At Cyclingnews the Friday Mailbag is open, the reviews are in, and Dick Pound is the topic de jour. From Alex Ward:
Between Dick Pound warning the virgins of France to lock their doors when Floyd Landis and his inflated testicles ride through town ("Pound casts doubt on Landis: Tour winner hits back") and Pat McQuaid issuing a war cry for Ethelred the Unready and all other able-bodied Anglo-Saxons to spring to the defense of the sport ("McQuaid starts cultural polemic"), cycling suddenly has taken a dramatic turn from the tragic to the absurd.
I can't tell anymore whether I'm reading a real Cyclingnews report or a Monty Python parody. As entertaining as these guys are, this is not exactly the way to restore cycling's reputation. Let's give these two their own sitcom and find some less buffoonish characters to govern our beloved, dysfunctional sport.
WETA Washington has a sympathetic audio interview with Landis from Arlington. He maintains innocence, is focused on the case and WADA/USADA. He doubts he's going to watch the tour this year. Wants to go back, had the most wonderful time of his life this year -- until it wasn't.
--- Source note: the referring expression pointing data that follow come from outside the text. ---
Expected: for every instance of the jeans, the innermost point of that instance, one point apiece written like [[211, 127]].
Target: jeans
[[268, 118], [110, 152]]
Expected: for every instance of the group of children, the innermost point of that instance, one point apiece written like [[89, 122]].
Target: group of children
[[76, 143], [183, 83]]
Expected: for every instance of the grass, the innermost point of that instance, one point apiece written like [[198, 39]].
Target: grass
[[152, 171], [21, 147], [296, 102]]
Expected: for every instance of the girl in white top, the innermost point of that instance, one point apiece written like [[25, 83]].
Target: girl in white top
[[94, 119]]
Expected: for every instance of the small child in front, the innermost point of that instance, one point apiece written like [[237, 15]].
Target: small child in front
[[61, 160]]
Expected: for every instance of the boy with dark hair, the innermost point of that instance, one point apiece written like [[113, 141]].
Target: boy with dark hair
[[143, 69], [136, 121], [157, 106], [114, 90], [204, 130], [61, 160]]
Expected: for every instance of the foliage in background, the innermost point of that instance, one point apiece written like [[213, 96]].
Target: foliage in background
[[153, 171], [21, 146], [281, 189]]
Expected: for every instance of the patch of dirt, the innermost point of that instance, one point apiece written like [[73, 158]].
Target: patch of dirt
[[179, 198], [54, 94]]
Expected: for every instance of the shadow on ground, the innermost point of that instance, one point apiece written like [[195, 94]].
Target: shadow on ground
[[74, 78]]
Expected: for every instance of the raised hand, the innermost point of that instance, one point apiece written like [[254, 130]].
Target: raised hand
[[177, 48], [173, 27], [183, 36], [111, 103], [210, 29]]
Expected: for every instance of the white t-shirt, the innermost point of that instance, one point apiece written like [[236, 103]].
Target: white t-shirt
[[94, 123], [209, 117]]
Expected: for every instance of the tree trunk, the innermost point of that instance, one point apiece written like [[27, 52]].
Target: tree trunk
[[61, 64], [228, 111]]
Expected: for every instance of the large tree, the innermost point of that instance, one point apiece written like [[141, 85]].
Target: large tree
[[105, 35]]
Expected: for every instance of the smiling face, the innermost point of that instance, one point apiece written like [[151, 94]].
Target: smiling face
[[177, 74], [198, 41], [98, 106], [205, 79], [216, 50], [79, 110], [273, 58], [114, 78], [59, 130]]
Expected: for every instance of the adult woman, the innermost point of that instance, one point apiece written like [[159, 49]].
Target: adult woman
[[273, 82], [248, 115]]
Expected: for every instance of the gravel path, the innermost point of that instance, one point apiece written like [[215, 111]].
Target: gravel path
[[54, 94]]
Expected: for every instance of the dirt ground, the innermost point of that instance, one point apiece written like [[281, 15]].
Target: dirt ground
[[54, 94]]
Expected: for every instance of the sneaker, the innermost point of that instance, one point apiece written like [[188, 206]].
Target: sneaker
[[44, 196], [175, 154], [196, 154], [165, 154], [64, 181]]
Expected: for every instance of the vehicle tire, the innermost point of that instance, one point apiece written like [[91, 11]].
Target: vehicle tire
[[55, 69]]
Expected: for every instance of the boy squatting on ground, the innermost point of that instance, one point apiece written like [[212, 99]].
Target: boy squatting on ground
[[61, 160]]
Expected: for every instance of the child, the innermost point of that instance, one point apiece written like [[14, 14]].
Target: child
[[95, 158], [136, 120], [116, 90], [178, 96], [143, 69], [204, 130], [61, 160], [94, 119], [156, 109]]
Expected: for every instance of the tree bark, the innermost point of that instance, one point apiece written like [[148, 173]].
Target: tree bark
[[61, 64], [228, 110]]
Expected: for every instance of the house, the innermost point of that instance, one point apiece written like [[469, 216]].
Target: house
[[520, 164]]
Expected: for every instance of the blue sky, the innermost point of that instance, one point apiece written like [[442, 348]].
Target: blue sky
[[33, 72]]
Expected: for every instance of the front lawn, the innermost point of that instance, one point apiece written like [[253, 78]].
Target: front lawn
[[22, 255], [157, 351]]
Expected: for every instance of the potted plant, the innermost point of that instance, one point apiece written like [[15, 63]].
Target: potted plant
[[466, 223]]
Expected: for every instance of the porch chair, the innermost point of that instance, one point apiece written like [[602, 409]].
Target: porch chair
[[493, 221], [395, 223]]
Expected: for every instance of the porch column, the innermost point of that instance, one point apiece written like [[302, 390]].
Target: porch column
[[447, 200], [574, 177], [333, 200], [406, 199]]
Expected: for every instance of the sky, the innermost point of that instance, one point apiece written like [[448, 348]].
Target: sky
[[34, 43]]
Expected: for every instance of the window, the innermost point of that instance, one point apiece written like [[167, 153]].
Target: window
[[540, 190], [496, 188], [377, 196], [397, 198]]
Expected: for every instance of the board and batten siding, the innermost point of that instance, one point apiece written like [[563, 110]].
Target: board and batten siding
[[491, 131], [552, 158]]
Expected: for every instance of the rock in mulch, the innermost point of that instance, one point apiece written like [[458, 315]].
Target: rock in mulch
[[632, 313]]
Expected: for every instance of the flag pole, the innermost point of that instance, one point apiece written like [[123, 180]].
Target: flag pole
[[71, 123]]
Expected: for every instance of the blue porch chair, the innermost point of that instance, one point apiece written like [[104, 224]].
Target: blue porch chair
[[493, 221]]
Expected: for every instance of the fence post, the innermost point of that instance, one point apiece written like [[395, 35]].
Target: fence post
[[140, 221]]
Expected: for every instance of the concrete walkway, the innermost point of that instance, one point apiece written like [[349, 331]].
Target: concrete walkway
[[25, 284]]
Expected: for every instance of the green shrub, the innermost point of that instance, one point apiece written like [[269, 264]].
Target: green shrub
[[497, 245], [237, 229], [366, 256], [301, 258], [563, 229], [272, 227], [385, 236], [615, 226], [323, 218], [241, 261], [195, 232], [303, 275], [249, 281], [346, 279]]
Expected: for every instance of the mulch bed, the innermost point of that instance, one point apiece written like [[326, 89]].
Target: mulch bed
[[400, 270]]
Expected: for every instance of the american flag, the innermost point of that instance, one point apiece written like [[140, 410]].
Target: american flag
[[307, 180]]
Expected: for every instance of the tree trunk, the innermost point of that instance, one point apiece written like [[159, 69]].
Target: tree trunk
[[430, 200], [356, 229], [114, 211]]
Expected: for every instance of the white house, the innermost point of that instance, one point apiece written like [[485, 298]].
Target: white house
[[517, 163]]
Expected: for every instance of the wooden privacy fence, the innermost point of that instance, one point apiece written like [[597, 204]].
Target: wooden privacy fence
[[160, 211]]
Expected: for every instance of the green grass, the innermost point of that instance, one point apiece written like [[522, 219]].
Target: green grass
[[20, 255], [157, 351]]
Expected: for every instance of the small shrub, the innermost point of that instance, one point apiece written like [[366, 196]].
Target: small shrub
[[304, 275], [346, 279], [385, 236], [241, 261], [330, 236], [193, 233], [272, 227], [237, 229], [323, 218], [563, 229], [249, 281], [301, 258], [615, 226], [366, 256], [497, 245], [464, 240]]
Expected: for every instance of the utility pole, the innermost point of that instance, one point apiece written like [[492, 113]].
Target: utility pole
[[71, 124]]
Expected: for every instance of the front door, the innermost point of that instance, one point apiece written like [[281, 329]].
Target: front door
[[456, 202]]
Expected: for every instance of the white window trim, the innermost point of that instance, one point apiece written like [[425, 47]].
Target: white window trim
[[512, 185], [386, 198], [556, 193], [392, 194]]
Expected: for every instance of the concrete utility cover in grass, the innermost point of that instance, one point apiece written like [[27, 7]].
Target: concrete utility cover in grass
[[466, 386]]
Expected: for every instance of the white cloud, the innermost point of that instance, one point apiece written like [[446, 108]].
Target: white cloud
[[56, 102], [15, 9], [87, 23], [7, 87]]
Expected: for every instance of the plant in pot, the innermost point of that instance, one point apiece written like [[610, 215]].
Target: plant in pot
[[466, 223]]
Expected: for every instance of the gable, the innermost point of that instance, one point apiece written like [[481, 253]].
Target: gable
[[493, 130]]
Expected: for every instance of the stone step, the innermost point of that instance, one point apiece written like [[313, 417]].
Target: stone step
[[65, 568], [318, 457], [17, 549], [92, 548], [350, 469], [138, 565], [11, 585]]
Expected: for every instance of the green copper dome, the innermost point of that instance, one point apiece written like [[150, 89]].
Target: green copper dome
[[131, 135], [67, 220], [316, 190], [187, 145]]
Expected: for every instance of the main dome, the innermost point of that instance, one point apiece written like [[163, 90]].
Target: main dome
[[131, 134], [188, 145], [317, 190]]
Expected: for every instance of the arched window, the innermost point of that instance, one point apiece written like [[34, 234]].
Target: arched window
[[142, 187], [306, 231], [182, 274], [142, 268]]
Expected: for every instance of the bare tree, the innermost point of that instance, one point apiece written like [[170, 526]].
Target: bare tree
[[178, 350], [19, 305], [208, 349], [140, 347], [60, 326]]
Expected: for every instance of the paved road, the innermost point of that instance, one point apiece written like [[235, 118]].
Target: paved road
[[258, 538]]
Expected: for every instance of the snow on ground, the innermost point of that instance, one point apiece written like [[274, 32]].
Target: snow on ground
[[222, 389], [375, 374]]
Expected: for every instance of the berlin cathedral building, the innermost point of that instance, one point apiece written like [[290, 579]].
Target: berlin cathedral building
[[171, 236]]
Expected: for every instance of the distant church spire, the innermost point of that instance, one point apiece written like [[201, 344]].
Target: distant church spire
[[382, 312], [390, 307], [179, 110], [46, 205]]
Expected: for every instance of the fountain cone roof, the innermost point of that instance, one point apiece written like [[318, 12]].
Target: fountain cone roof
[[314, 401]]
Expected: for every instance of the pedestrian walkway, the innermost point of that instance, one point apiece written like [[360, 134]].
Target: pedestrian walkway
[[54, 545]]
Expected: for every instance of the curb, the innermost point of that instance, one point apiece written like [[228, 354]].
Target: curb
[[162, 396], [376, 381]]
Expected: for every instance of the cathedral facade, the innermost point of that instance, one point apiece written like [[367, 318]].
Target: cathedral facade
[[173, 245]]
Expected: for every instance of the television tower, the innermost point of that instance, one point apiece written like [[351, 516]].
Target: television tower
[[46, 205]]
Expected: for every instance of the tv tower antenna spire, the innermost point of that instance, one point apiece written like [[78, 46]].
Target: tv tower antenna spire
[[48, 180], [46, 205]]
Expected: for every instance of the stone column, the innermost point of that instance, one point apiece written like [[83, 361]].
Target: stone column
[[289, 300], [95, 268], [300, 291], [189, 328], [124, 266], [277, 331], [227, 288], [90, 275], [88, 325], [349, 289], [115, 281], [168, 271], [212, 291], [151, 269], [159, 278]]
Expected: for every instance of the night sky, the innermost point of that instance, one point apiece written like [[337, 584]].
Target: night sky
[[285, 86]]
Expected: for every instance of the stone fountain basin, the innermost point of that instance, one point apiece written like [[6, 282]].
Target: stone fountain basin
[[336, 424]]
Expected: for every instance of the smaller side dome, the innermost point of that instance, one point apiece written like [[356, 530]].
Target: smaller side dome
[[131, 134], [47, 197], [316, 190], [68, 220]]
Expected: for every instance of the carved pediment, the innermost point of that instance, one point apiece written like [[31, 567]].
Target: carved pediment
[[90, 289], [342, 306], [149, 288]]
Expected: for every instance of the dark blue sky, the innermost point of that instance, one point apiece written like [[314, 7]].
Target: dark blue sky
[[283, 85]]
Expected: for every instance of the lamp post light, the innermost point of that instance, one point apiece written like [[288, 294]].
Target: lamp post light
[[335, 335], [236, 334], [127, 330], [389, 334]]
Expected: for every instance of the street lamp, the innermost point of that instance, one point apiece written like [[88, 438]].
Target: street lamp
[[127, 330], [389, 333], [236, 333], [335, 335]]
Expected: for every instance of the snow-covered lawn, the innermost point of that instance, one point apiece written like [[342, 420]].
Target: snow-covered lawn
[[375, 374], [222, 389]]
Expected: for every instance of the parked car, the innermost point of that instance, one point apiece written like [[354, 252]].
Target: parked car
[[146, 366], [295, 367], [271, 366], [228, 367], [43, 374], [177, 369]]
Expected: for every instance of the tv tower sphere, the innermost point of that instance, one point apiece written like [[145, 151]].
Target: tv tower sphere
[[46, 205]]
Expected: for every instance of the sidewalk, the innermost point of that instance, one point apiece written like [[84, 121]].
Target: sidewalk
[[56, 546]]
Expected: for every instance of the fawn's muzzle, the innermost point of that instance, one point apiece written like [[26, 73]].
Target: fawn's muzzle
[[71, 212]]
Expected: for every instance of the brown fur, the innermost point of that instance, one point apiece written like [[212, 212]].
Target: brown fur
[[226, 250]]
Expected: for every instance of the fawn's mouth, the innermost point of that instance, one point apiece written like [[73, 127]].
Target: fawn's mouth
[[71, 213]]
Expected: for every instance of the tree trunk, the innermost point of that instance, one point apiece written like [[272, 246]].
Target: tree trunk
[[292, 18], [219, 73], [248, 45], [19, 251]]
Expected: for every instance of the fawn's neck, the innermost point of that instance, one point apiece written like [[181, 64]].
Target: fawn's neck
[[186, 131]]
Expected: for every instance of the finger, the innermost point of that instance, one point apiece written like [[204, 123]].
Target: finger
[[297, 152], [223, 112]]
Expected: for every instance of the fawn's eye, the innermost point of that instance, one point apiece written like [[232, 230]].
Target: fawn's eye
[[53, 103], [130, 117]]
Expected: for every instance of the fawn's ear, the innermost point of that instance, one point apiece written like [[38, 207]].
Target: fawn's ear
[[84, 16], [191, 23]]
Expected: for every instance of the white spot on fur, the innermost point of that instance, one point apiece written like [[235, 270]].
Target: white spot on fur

epiojo.org apologizes to Landis for past disbelief and gives some direction about what he should do with WADA and USADA.
Rant thinks "somethin's happenin' here", and what it is may be all too clear, since he called it earlier in the week.
Blaine Moore at Run to Win notes that Landis wants another Tour de France win, but whether he stands a chance at getting it may be another story.
Pelotonjim comments on a blurb in Bicycling Magazine about the Landis vs Pound saga.